Otto suchte Prokesch zu bearbeiten. »Der Kaiser sollte sich nicht von Ihrer Polizei düpieren lassen. Man redet ihm ein, der Zar besolde Kossuth und hetze ihn zu neuer Empörung in Ungarn auf. Heller Blödsinn für jeden, der den Zaren kennt! Er und Kossuth!«
    »Unsere Weaner Polizei ihst a liabe, guete Polizei«, wienerte Prokesch ausweichend, wie er immer tat, wenn er gemütlich wurde. »Wer im Glashaus sitzt, sollt' nit mit Steine werfe. Ihr Ohm und Hintze haben's ja auch von Attentat geschwihndehlt, von die Refugiés in London, und Ihrem Herrn Könikk Ahngst gemahcht.« Otto biß sich auf die Lippen.
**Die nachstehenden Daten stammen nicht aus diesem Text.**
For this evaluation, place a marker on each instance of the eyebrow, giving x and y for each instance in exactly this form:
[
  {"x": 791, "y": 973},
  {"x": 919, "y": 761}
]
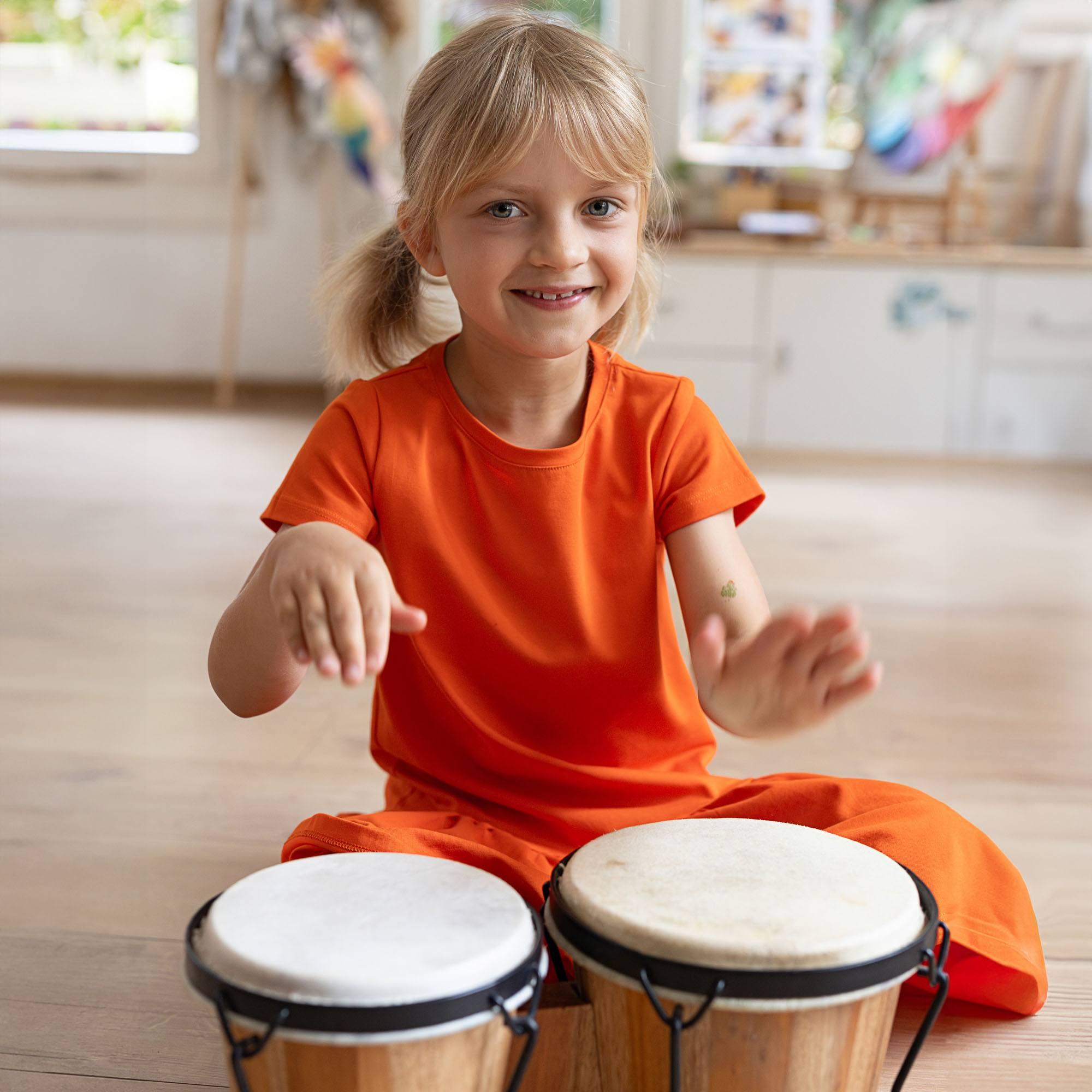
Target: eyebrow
[{"x": 525, "y": 191}]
An die infame Geheimpolizei Hinckeldeys, den Verbrecher Hintze und Konsorten, wollte er nicht erinnert werden, deren segensreiches Wirken seine politischen Freunde (? hm!) Gerlach und Kleist-Retzow für ein Fundament konservativer Schreckensherrschaft hielten. »Die heilige christkatholische Kirch ihst auch gegen die russische Kehtzerei, so sich orthodox nennt.« Jawohl, als ob der Ultramontanismus etwa das protestantische Preußen minder hasse.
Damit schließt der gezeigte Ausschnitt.